We built a 1.5M word semantic network where any two words connect in ~6.43 hops (76% connect in ≤7). The hard part wasn't the graph theory—it was getting rich, non-obvious associations. GPT-4's associations were painfully generic: "coffee → beverage, caffeine, morning." But we discovered LLMs excel at validation, not generation. Our solution: Mine Library of Congress classifications (648k of them, representing 125 years of human categorization). "Coffee" appears in 2,542 different book classifications—from "Coffee trade—Labor—Guatemala" to "Coffee rust disease—Hawaii." Each classification became a focused prompt for generating domain-specific associations.
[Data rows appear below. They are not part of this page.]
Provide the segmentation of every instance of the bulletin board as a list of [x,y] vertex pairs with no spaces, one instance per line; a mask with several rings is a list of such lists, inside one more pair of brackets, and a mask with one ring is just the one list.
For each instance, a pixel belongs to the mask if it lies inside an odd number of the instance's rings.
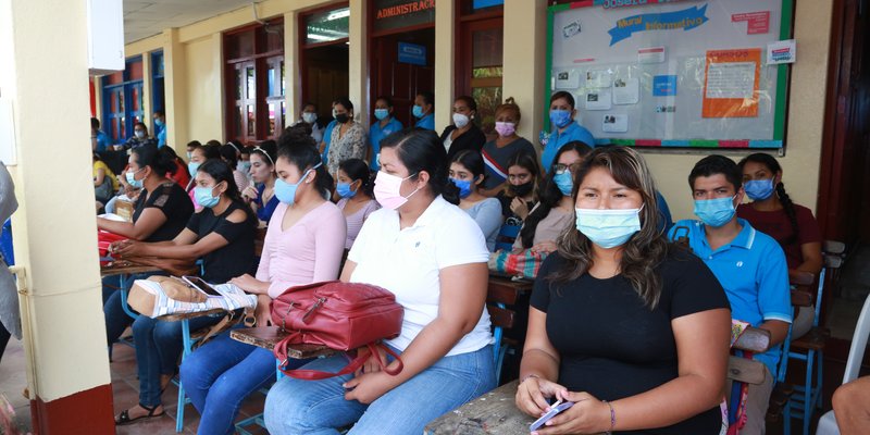
[[599,144],[783,148],[792,13],[792,0],[552,5],[547,95],[571,92]]

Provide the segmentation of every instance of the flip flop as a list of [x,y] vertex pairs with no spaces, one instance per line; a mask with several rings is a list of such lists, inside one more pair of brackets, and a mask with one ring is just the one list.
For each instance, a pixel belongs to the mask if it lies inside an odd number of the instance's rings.
[[144,410],[148,411],[148,413],[147,413],[147,414],[145,414],[145,415],[139,415],[139,417],[137,417],[137,418],[135,418],[135,419],[130,419],[130,418],[129,418],[129,410],[128,410],[128,409],[125,409],[125,410],[121,411],[121,413],[120,413],[120,414],[117,415],[117,418],[115,419],[115,426],[123,426],[123,425],[126,425],[126,424],[130,424],[130,423],[133,423],[133,422],[135,422],[135,421],[137,421],[137,420],[142,420],[142,419],[153,419],[153,418],[157,418],[157,417],[163,417],[163,414],[165,413],[165,411],[160,411],[160,413],[159,413],[159,414],[156,414],[156,413],[154,413],[154,410],[157,409],[157,407],[158,407],[159,405],[158,405],[158,406],[156,406],[156,407],[152,407],[152,408],[148,408],[148,407],[146,407],[146,406],[145,406],[145,405],[142,405],[142,403],[139,403],[139,406],[140,406],[140,407],[141,407]]

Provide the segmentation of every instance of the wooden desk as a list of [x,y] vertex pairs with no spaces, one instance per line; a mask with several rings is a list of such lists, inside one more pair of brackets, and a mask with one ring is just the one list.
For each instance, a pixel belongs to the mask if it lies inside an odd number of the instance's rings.
[[[274,350],[275,345],[286,336],[287,333],[281,331],[277,326],[245,327],[233,330],[229,333],[229,338],[236,341],[247,343],[268,350]],[[287,357],[298,360],[324,357],[335,352],[337,350],[318,345],[294,345],[287,347]]]
[[431,421],[425,435],[529,435],[535,421],[517,409],[514,396],[519,381],[505,384]]

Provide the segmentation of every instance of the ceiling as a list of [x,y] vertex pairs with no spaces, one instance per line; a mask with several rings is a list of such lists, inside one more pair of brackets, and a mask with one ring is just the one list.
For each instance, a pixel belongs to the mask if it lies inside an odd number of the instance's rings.
[[161,34],[170,27],[250,8],[251,3],[250,0],[124,0],[124,44]]

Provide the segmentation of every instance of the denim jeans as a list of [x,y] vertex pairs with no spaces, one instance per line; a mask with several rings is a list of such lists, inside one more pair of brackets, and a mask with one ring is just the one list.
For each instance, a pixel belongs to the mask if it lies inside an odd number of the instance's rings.
[[[304,369],[337,372],[346,364],[344,356],[336,356]],[[345,400],[341,384],[351,377],[282,378],[265,399],[269,433],[333,435],[353,424],[348,434],[421,434],[426,423],[496,386],[492,346],[444,357],[368,406]]]
[[[203,315],[188,320],[190,332],[211,326],[223,314]],[[184,350],[182,322],[166,322],[139,315],[133,322],[133,340],[136,345],[136,365],[139,373],[139,403],[146,407],[161,405],[160,375],[174,375],[178,356]]]
[[275,381],[275,363],[271,351],[236,341],[228,331],[187,357],[182,385],[201,415],[197,433],[234,433],[241,401]]
[[[133,287],[133,282],[136,279],[146,279],[149,276],[165,275],[165,272],[149,272],[149,273],[134,273],[127,277],[126,290]],[[124,312],[121,306],[121,290],[116,287],[121,286],[119,276],[108,276],[102,278],[102,312],[105,315],[105,338],[109,346],[117,341],[124,330],[133,323],[133,318]]]

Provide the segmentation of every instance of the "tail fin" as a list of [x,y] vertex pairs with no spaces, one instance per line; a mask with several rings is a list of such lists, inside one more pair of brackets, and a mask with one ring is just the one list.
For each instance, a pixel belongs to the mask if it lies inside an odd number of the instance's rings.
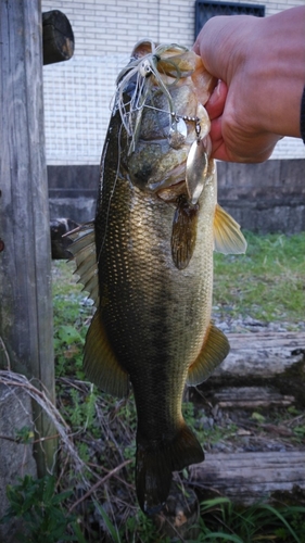
[[138,435],[136,488],[141,509],[148,515],[158,513],[169,494],[173,471],[203,460],[202,446],[185,422],[175,439],[163,447],[143,446]]

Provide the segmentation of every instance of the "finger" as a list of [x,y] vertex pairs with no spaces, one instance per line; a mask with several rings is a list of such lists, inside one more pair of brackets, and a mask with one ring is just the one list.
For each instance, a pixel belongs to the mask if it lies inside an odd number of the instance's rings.
[[205,109],[207,111],[211,121],[223,115],[227,94],[228,94],[227,85],[224,81],[221,81],[221,79],[219,79],[218,84],[216,85],[215,89],[213,90],[209,99],[205,104]]

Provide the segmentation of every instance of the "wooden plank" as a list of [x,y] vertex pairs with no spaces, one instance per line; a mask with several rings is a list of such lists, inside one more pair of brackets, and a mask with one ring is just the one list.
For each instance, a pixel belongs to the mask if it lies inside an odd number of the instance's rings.
[[268,377],[282,374],[305,354],[305,332],[249,332],[226,334],[230,353],[214,375]]
[[250,505],[294,485],[305,490],[305,451],[206,454],[190,467],[190,481]]
[[[42,383],[54,401],[51,244],[43,136],[39,0],[0,0],[0,336],[11,369]],[[0,367],[8,366],[0,349]],[[9,414],[7,414],[9,416]],[[53,433],[34,407],[38,437]],[[38,471],[55,442],[37,449]],[[1,449],[0,449],[1,462]]]

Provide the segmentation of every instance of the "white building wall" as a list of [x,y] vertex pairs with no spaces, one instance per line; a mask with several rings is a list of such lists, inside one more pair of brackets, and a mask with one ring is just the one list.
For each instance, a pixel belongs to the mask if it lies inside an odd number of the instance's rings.
[[[303,4],[266,0],[266,15]],[[49,165],[99,164],[115,79],[135,43],[150,38],[192,47],[194,7],[194,0],[42,0],[42,12],[65,13],[75,36],[73,59],[43,67]],[[272,159],[305,159],[305,147],[283,138]]]

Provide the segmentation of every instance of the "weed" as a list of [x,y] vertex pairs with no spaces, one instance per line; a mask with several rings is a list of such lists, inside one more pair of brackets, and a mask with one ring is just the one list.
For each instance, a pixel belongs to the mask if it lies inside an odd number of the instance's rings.
[[38,480],[25,476],[17,484],[9,485],[7,495],[10,506],[1,522],[22,519],[22,532],[16,536],[26,543],[81,541],[72,534],[77,518],[68,515],[62,506],[72,491],[56,493],[55,487],[56,479],[52,476]]
[[263,321],[304,320],[305,232],[245,232],[244,255],[214,256],[214,306],[219,315],[251,315]]

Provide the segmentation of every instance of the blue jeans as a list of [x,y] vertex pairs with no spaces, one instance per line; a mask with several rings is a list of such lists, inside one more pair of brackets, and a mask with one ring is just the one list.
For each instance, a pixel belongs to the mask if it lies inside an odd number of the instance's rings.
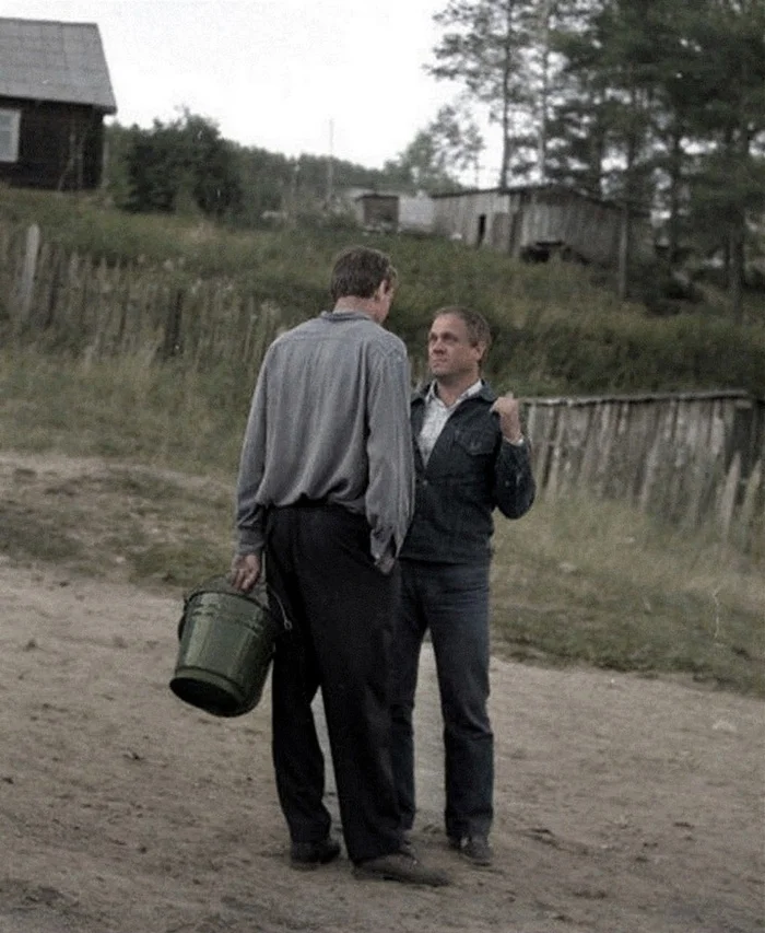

Then we inverted the index: which classifications contain both "algorithm" and "fractals"? Turns out: "Mathematics in art" and "Algorithmic composition." This revealed connections like algorithm→Fibonacci→golden ratio that pure co-occurrence or word vectors miss. The "Montreal Effect" nearly tanked the project—geographic contamination where "bagels" spuriously linked to "Expo 67" because Montreal is famous for bagels. We used LLMs to filter true semantic relationships from geographic coincidence. Technical details: 80M API calls, superconnector deprecation (inverse document frequency variant), morphological deduplication. Built for a word game but the dataset has broader applications.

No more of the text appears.